The study recommends that to fasten up the rate of growth of the Nigerian economy, the government needs to initiate and push forward effective and efficient monetary policy measures via money supply, interest rate

and financial deepening in order to adequately stabilize prices, reduce poverty and inequality there by encouraging holistic macroeconomic growth.

Introduction

1.1 Background of the Study

Monetary policy is one of the macroeconomic instruments with which nations (including Nigeria) do manage their economies, Ajie and Nenbe, (2010).

According to Ubi, et al (2012), monetary policy is an aspect of macroeconomics which deals with the use of monetary instruments designed to regulate the value, supply and cost of money in an economy, in line with the expected level of economic activity.

It covers gamut of measures or combination of packages intended to influence or regulate the volume, prices as well as direction of money in the economy per unit of time.

Specifically, it permeates all the debonair efforts by the monetary authorities to control the money supply and credits conditions for the purpose of achieving diverse macroeconomic objectives.

In Nigeria, the responsibility for monetary policy formulation rests with the Central Bank of Nigeria (CBN) and the Federal Ministry of Finance (FMF), Ajie and Nenbe, (2010); Ajayi and Atanda, (2012); Abata et al., (2012).

In Nigeria as in other developing countries, the objectives of monetary policy include full employment, domestic price stability, adequate economic growth and external sector stability.
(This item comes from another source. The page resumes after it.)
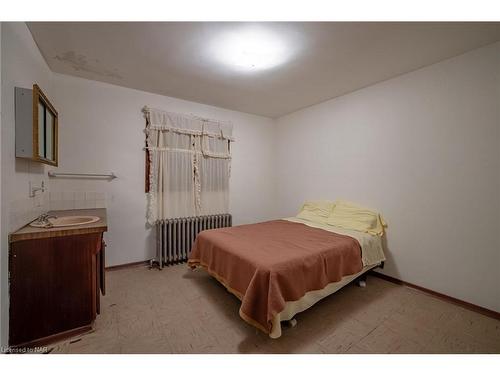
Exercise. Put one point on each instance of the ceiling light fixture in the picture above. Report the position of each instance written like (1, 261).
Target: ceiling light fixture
(250, 49)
The supplementary objectives of monetary policy include smoothening of the business cycle, prevention of financial crisis and stabilization of long term interest rates and real exchange rate, Mishra and Pradhan, (2008).

In pursuing these objectives, the CBN recognizes the existence of conflicts among the objectives necessitating at some points some sort of trade-offs Uchendu, (2010).

The Bank manipulates the operational target (monetary policy rate, MPR) over which it has substantial direct control to influence the intermediate target (broad money supply, M2) which in turn impacts on the ultimate objective of price stability and sustainable economic growth, Okafor, (2009); Uchendu, (2009).